Spiders are classes which define how a certain site (or a group of sites) will be scraped, including how to perform the crawl (i.e. follow links) and how to extract structured data from their pages (i.e. scraping items). In other words, Spiders are the place where you define the custom behaviour for crawling and parsing pages for a particular site (or, in some cases, a group of sites.
All the scrapy spiders are organised in the Spiders folder. Creation of the spider using the default template


scrapy genspider hondaspy bikewale.com/honda-bikes

Breakdown of the "hondaspy.py " spider

# -*- coding: utf-8 -*-
import scrapy
from bikes2.items import Bikes2Item
from scrapy.loader import ItemLoader


class HondaspySpider(scrapy.Spider):
    name = 'hondaspy'
    allowed_domains = ['bikewale.com']
    start_urls = ['https://www.bikewale.com/honda-bikes/']
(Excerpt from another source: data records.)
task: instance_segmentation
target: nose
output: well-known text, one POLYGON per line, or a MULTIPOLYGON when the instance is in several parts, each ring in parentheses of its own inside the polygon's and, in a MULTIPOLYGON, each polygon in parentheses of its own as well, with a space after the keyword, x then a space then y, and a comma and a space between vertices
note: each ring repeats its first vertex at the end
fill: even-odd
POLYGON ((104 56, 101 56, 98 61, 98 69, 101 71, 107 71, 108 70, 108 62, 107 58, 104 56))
    def parse(self, response):
        all_bikes = response.xpath("//*[@class='bikeDescWrapper']")
        for bike in all_bikes:
            next_url = bike.xpath('.//*[@class="modelurl"]/@href').extract_first()
            absolute_url = response.urljoin(next_url)
            yield scrapy.Request(url=absolute_url,callback=self.parse2)
    def parse2(self,sec_response):
        item = Bikes2Item()
        item['price'] = sec_response.xpath("//*[@id='new-bike-price']/text()").extract_first()
        item['name'] = sec_response.xpath('//*[@class="breadcrumb-link__label"]/text()').extract()[-1]

        yield item
  • Class HondaspySpider
    This is the default created classes by scrapy during the project creation with the attributes of

      • name >> name of the spider
      • allowed domains >> allowed domains to crawl to, restricting this will not allow to crawl through add pages
      • start_urls >> home page of our crawl
  • parse method
    This is the method which parses the response once the start_urls being hitted
    The Xpath selectors will select the "bikeDescWrapper" class and will loop through the all bikes listed in the page
    The "yield" will call all the url found in the bike description and will hit the urls ,and the callback forwards the response to the "parse2" method which will be defining the parsing of the pages in a different manner to extract the data.

Run the spider

Navigate tot the spiders folder and run the following command

scrapy runspider hondaspy.py -o honda.csv

This part will generate the honda.csv file after scrapping the honda bikes prices and name
Supported formats will be .csv,.json,.xml

Happy Coding